Governments Stability: What are the chances the coalition will not break up before the next election in over four years? On Palestinian policy, the convergence plan is several years off at best. Olmerts May 23rd meeting with President Bush in Washington is likely to set the tone. The PM has stressed the need to coordinate with the U.S. and the international community. On this score, the Quartet is signaling that its about to get back into the game after the Israeli and Palestinian elections. It is well nigh impossible to forecast what will happen in two weeks in the Middle East, let alone two years. Olmert is expected to meet with Palestinian President Mahmoud Abbas after he flies back from the U.S. Some Laborites, such as Shimon Peres may urge concessions to Abbas to bolster his standing vis-?-vis Hamas but this is unlikely to threaten the coalition. Labor will be able to fall back on Olmerts commitment to a future West Bank withdrawal. For the immediate future, the ultra-orthodox Shas appears happy to be back in the government.

Olmert has taken the middle road and that is apparently where most Israelis want to be at this juncture - he rejects the Land Of Israel ideology from the right and the New Middle East notion of the left.

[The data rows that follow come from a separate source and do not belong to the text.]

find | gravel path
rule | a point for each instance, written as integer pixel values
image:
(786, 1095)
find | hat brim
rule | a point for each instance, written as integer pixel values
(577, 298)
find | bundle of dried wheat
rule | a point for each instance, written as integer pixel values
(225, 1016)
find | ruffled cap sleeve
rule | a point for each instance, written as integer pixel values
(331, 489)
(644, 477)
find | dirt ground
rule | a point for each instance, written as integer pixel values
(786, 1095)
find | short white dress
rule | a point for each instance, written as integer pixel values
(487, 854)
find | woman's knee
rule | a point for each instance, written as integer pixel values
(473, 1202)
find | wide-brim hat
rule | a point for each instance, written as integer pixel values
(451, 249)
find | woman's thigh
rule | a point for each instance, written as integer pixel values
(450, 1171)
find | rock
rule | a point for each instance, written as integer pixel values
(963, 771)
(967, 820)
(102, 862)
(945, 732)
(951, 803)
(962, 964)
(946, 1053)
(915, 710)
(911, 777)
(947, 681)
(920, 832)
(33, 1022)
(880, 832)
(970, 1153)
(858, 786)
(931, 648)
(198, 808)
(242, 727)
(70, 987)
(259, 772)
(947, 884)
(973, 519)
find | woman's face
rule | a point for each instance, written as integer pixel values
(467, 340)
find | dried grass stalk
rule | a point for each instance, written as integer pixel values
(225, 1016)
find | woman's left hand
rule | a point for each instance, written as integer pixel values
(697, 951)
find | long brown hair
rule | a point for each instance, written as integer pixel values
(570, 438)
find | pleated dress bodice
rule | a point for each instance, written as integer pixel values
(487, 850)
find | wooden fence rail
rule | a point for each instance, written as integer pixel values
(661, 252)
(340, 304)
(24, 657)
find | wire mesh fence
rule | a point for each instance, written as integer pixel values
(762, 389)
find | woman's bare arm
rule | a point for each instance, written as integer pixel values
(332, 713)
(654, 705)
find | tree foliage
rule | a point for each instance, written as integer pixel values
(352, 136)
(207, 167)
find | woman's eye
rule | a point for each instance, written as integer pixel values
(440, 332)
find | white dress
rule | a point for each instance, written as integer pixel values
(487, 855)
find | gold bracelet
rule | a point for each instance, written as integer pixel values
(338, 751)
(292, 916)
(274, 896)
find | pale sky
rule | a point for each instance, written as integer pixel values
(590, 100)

Domestic Policy: After former Finance Minister Bibi Netanyahus slashing of welfare payments, the new Olmert cabinet is going to restore some $1 billion. This has been worked out in negotiations with the coalition partners. Therefore, this years and next years budget should not pose a threat. Olmert talks about a sound economic policy but with more compassion for the poor. A bullish stock market likes what it hears recording new highs. So, barring unforeseen circumstances, prospects look fairly good for the short and medium term.